We had a conversation around the same aspect internally and it's not just about organizations IMHO, it's also about a new developer trying to hack on valkey. We don't want to disrupt that experience and facing challenges around setting up Cmake (which Cmake) in the first place. This is where the project shined for me personally where you can just download the source and build it. No dependencies altogether. On that line, @madolson / @ranshid mentioned we could check in the generated Makefile to the source and still provide the same experience to devs unfamiliar with the build tooling.
On that line, @madolson / @ranshid mentioned we could check in the generated Makefile to the source and still provide the same experience to devs unfamiliar with the build tooling.
@hpatro not possible.
- The generated Makefiles are generated for the host target (for example, you might see flags like
-march=armv8.1-aor full path). In this regard, cmake is very much similar toconfigure- you are not expected to save these makefiles - The generated Makefiles are "complex" and include other dependency files. For example, if you run the build on macOS, you will have somewhere a file name
compiler_depends.makewith list of files that are probably only exist on your machine
@eifrah-aws Thanks for clarifying. 👍
Decision is that Eran is going to continue finishing the the porting. For some period of time we will maintain both Make and CMake. At some point in the future we will pick one of the two to maintain long term.
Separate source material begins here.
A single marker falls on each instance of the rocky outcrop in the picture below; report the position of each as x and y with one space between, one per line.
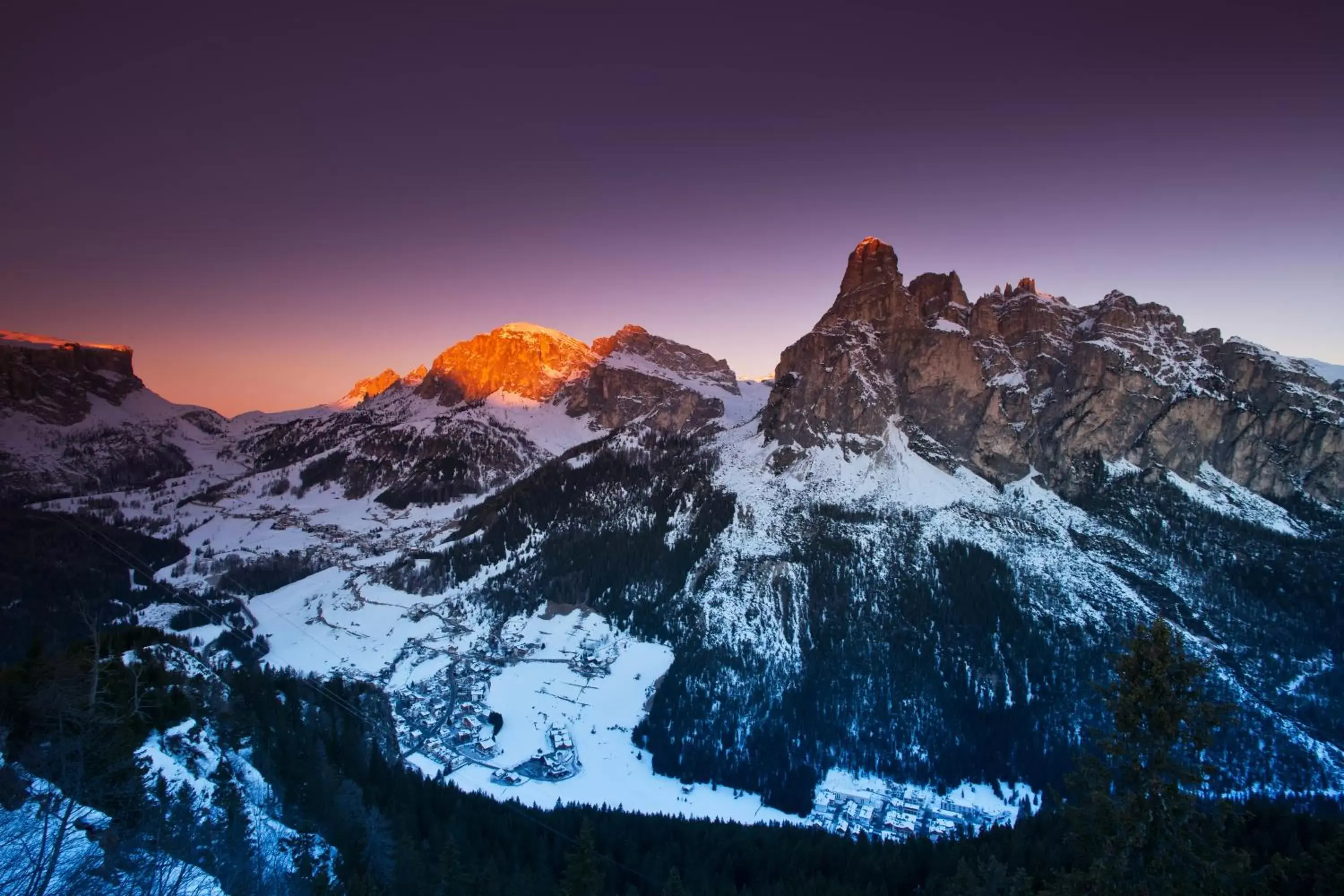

@eifrah-aws Can you create an issue for 8.1 to make a decision if we need to mark CMake support as experimental for 8.1. We will make it experimental if we aren't convinced we will support it long term. If we intend to support it long term, we don't need to mark it as experimental.
@madolson @PingXie @zuiderkwast the PR is ready for review. The content of the PR is specified in the first PR comment (I kept it up-to-date with the progress)
One thing that is still worth discussing is having a CMake dedicated CI.
Ultimately, I would like to see a build at least on Ubuntu with multiple configurations, for example:
- release + jemalloc
- release + libc
- release + libc + SSL
- release + jemalloc + SSL
@PingXie Can you take a look first since your more familiar with CMake and might be able to cover stuff more quickly than I can.
This PR LGTM overall. @eifrah-aws, please feel free to tag me when you reopen this PR and I will provide the detailed feedback.
This PR LGTM overall. @eifrah-aws, please feel free to tag me when you reopen this PR and I will provide the detailed feedback.
@PingXie I made the unfortunate mistake of clicking the "Sync Fork" button on my repo which caused a mess in the commit hisotry, so I had to re-create the branch. The unfortunate side effect was that the PR got closed... 😄
Can you re-open it? or should I recreate it (and reference this one to retain the discussion history?)